- Music
- 18 Jul 03
Here is an album that is effortlessly beautiful, devoid of emotional grandeur (or delusions thereof), yet is understated, simple and cool for all the right reasons.
Believe it or not kids, there was a time when not every band you ever came across sounded like either Coldplay or The Frames. And a lovely time it was, too. Sorely missed are those halcyon days when unpretentious American lo-fi was as common on the mainstream musical vista as cowshit is in a field. Fortunately, American Analog Set have taken it upon themselves to pick up where Sebadoh, Swirlies, Spinanes and their wondrous ilk left off.
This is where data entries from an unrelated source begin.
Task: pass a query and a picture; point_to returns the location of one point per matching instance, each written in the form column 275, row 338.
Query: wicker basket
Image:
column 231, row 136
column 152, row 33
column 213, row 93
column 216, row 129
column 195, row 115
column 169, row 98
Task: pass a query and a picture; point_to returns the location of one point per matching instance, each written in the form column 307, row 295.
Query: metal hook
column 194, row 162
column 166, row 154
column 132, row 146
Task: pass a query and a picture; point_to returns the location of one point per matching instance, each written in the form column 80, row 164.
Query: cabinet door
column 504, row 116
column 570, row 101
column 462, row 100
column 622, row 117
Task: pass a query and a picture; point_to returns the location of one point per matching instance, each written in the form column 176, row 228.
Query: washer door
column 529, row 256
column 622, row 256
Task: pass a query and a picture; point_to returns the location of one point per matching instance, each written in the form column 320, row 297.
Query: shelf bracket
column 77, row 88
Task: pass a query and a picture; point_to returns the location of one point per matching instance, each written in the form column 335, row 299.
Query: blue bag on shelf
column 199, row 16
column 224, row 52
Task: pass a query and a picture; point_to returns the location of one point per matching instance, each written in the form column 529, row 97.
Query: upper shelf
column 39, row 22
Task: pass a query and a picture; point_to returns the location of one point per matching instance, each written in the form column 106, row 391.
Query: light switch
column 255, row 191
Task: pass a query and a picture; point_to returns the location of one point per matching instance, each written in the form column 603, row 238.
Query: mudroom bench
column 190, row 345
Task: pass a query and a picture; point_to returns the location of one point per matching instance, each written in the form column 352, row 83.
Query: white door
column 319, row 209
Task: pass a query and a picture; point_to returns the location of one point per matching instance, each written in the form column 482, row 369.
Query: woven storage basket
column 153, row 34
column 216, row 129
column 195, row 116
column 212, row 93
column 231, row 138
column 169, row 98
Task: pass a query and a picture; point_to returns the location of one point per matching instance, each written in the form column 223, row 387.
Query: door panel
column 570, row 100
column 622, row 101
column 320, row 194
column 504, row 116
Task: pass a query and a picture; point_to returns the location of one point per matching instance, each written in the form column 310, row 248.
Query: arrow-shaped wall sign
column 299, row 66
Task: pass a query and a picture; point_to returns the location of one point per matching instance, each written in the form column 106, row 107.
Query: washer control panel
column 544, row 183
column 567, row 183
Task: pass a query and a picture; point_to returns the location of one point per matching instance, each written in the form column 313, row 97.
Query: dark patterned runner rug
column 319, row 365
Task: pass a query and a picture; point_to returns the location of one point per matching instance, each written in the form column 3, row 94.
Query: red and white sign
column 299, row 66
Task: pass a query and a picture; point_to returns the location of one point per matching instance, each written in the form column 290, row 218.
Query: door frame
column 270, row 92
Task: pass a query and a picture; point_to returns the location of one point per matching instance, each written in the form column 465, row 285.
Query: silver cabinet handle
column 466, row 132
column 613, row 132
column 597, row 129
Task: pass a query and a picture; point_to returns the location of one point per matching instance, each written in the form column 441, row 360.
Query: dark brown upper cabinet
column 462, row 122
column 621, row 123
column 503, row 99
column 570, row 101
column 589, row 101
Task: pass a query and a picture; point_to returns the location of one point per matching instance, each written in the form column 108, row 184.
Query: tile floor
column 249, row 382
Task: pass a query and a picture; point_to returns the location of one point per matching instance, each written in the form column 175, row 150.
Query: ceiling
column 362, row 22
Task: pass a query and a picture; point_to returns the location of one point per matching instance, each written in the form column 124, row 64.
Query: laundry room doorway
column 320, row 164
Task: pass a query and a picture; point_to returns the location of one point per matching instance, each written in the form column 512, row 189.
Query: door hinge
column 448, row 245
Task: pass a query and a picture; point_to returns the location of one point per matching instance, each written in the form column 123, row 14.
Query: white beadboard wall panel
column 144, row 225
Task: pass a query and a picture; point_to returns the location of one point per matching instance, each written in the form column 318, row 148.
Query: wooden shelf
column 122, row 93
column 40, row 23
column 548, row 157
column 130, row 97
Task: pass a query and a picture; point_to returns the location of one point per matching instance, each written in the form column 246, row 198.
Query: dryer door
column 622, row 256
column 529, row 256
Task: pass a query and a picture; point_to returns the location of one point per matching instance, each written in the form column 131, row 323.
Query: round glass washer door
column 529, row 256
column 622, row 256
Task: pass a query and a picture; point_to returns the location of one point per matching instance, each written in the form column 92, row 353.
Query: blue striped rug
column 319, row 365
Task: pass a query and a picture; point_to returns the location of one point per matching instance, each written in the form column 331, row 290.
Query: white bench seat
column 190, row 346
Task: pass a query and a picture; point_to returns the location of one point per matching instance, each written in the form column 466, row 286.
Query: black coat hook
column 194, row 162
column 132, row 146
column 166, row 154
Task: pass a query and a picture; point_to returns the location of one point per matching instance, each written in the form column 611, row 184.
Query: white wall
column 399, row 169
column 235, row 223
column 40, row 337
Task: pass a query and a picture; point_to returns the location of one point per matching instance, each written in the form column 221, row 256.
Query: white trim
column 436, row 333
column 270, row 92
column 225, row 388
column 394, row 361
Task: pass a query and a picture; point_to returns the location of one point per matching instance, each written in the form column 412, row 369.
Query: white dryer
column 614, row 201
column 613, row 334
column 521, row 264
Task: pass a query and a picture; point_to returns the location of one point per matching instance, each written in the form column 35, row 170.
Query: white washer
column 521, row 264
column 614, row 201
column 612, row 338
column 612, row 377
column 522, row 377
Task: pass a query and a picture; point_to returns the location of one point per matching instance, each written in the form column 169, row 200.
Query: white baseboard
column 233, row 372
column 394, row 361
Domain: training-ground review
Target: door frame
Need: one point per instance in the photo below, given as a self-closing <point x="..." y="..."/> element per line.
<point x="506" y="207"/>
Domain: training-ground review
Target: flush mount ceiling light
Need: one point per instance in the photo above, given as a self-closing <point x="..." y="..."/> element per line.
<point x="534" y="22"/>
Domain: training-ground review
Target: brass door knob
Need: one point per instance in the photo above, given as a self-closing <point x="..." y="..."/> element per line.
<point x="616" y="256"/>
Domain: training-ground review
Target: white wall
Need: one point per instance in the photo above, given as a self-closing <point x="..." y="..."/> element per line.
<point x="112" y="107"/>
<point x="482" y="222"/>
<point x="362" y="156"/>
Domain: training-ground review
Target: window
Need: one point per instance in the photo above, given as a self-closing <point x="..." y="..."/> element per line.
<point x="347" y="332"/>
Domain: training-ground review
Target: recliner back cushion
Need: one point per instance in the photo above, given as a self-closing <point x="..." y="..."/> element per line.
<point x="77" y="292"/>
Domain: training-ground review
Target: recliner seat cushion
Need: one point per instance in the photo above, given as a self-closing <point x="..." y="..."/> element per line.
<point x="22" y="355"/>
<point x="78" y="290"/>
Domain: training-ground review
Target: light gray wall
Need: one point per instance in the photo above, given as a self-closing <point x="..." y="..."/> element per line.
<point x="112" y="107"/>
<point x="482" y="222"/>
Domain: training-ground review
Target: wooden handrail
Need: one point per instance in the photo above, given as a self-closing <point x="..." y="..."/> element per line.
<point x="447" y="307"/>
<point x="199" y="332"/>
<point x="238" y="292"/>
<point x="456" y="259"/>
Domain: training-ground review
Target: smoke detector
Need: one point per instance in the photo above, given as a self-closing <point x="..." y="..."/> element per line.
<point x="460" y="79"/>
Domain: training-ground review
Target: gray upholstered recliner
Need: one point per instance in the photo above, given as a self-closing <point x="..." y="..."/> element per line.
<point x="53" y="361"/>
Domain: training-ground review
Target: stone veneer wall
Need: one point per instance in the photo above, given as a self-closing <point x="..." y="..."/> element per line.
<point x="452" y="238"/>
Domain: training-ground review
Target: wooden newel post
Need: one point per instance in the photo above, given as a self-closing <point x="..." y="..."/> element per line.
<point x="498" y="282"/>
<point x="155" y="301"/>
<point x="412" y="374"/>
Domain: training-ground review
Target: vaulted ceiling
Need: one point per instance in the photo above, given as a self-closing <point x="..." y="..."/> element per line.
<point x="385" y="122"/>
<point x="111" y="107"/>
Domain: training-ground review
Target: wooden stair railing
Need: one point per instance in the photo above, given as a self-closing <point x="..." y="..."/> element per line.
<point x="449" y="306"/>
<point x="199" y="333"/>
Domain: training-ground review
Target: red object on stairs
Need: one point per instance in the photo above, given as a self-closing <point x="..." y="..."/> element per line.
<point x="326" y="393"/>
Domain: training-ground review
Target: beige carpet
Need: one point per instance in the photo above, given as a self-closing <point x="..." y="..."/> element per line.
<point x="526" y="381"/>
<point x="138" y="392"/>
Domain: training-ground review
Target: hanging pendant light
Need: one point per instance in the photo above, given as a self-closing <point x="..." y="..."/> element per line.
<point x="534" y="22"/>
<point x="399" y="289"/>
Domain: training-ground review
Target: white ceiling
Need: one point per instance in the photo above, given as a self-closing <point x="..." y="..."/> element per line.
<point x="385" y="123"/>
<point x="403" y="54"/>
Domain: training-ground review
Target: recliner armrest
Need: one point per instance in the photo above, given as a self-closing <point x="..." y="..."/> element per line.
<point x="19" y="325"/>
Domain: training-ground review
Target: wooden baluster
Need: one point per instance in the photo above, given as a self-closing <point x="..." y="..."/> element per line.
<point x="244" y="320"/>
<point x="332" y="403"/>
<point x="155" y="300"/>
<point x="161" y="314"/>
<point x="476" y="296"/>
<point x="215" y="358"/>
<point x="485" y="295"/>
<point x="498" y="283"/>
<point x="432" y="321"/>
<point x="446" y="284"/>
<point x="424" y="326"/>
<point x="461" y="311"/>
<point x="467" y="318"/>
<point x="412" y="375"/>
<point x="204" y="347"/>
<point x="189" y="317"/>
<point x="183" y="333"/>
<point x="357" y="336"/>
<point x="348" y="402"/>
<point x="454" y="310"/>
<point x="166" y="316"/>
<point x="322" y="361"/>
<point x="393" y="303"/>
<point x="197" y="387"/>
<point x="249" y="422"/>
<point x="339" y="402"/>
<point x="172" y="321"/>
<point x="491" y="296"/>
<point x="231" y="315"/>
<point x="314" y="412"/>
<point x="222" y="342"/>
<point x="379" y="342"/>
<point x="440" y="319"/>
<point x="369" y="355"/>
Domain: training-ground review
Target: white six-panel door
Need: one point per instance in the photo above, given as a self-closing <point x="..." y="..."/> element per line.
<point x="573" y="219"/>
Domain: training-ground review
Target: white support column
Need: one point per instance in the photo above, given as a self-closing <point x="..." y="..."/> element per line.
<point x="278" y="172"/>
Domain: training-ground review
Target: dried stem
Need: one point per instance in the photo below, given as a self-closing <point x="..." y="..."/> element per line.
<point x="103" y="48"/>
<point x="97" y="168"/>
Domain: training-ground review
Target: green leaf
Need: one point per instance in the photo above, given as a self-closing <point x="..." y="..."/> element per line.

For those of you who are stuffed to the gills with the hyper-emotional outpourings of many bedwetting indie schmindie contenders, here is an album that is effortlessly beautiful, devoid of emotional grandeur (or delusions thereof), yet is understated, simple and cool for all the right reasons. American Analog Set don’t take you to dark, lonely places in your heart or your head, and the great thing is that they don’t claim to. More often than not, the emphasis is on creating a wall of sound, in much the same way bands like My Bloody Valentine did, upon which they hang simple but endearing songs. The album moves to the rhythm of a groovy Stereolab-like beat, punctuated by the Buffalo 66-esque ‘Modern Drummer’, and the truly stunning and dreamlike ‘You Own Me’, which should be filed away somewhere alongside the Smashing Pumpkin’s ‘Rhinoceros’, and is a head-in-hands moment if ever there was one. ‘ Bedwetters, take note.